HOUSTON – An early bet on hydraulic fracturing turned U.S. Silica’s sleepy sand mining business into one that’s growing more like a tech startup than an industrial supplier.

The Maryland miner, a $2.2 billion public company that six years ago was bought by a fixer-upper investment shop for $300 million, digs up white sand from Wisconsin and Minnesota used in mortar and grout, automobile parts, iPhone Gorilla Glass and even toothpaste. Its sand is also one of the ingredients in the mixture of water and chemicals that oil companies use to break open shale rock.

The oil industry’s appetite for sand is growing, but it’s also changing, requiring on-the-spot deliveries of sand to frac sites through networks of rail cars and storage silos. That means the need for speed, scale and financial muscle to handle logistics could spur a wave of mergers and acquisitions among frac sand providers in future years, said Michael Lawson, director of investor relations for U.S. Silica, in a recent interview with Fuelfix.

“We are looking to be a consolidator,” Lawson said. “We have an active pipeline of things we’re looking at.”

Lately, oil companies have figured out they can dramatically boost their oil well output by increasing their dosages of sand from 2,500 tons to 5,000 or 10,000 tons for every frac job, and U.S. Silica projects the U.S. market for frac sand will grow 30 percent this year alone.

It competes with a handful of U.S. sand miners like $1.7 billion Emerge Energy Services, $1.6 billion Fairmount Santrol and the $1.5 billion Hi-Crush Partners, as well as two large private equity-backed firms. U.S. Silica and its three publicly traded rivals all saw Wall Street debuts in the past two years.
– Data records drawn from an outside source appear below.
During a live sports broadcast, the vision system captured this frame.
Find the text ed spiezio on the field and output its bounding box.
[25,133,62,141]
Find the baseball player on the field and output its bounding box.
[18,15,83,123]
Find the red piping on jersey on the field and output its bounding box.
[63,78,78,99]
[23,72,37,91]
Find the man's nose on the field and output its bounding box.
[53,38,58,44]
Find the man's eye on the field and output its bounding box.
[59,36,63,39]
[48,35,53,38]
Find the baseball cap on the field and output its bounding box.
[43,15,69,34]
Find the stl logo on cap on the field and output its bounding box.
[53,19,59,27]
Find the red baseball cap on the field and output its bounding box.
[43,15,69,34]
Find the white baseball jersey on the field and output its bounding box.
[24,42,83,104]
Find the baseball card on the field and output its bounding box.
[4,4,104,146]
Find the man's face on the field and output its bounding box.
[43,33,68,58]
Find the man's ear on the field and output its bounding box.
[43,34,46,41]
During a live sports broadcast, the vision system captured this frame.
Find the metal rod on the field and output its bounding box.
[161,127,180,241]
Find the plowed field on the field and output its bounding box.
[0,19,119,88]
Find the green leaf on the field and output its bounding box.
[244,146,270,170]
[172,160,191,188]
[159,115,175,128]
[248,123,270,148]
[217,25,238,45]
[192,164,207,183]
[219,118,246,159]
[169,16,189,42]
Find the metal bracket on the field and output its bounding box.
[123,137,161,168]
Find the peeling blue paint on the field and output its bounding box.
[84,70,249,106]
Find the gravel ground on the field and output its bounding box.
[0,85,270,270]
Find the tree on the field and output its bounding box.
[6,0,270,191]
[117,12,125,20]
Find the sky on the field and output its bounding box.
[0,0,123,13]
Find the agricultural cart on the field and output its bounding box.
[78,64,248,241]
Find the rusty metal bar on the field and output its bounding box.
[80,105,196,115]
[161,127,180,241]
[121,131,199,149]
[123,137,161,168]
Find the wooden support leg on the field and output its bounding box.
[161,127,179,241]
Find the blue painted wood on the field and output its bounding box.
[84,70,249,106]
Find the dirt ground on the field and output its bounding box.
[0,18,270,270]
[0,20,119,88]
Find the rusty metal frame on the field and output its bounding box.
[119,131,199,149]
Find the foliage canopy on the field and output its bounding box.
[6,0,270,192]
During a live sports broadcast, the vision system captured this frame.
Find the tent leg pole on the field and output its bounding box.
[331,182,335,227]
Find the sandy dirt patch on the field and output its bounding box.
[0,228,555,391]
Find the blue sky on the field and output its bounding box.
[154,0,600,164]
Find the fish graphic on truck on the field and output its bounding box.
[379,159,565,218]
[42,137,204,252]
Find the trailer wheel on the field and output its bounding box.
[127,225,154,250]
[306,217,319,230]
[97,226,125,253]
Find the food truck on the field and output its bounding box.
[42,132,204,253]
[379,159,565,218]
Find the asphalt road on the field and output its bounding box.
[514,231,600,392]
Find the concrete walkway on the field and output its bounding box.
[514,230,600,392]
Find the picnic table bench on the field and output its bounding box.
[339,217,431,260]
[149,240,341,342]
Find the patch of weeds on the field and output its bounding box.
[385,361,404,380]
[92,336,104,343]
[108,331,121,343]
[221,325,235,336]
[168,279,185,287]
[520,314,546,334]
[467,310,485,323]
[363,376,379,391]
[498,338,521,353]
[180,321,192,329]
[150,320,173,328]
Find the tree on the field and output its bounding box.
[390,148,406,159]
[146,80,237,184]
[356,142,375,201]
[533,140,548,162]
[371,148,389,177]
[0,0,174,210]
A burst of horizontal drilling in West Texas has eased a supply glut in fracturing pumps, and that has started to change sand buying patterns in U.S. shale basins, as pressure pumpers move from contracts to faster, more competitive spot work. Pressure pumpers from Halliburton to C&J Energy Services can no longer wait weeks for sand to arrive in smaller trucks loads: they’re buying more sand that’s moved from mines by train and stored at the oil patch.

“At the beginning of 2012 we were sending about 5 percent of our oil and gas (sand) volumes out in the basin through train loads and terminals,” Lawson said. “Now we’re selling 70 percent of our oil and gas volumes out in the basin. So you need to have the balance sheet so you can do that. The small guys don’t have that.”

Frac sand providers need to have access to multiple railroads because customers want flexibility, and the capability to send sand to the Marcellus Shale in Pennsylvania one day and the next to the Eagle Ford Shale or the Permian Basin in Texas. U.S. Silica, he said, has about 7,000 rail cars, and it snapped up a small frac sand provider, Voca, Texas-based Cadre Services, for about $98 million earlier this year.

“I expect at some point we’re going to see consolidation in the industry,” he said. “I mean, in today’s market, people have stars in their eyes because the frac sand market is red hot, and everyone wants profits for not only this year but for the next 10 years. In a couple of years you could see a blockbuster, maybe two of the big six merging together.”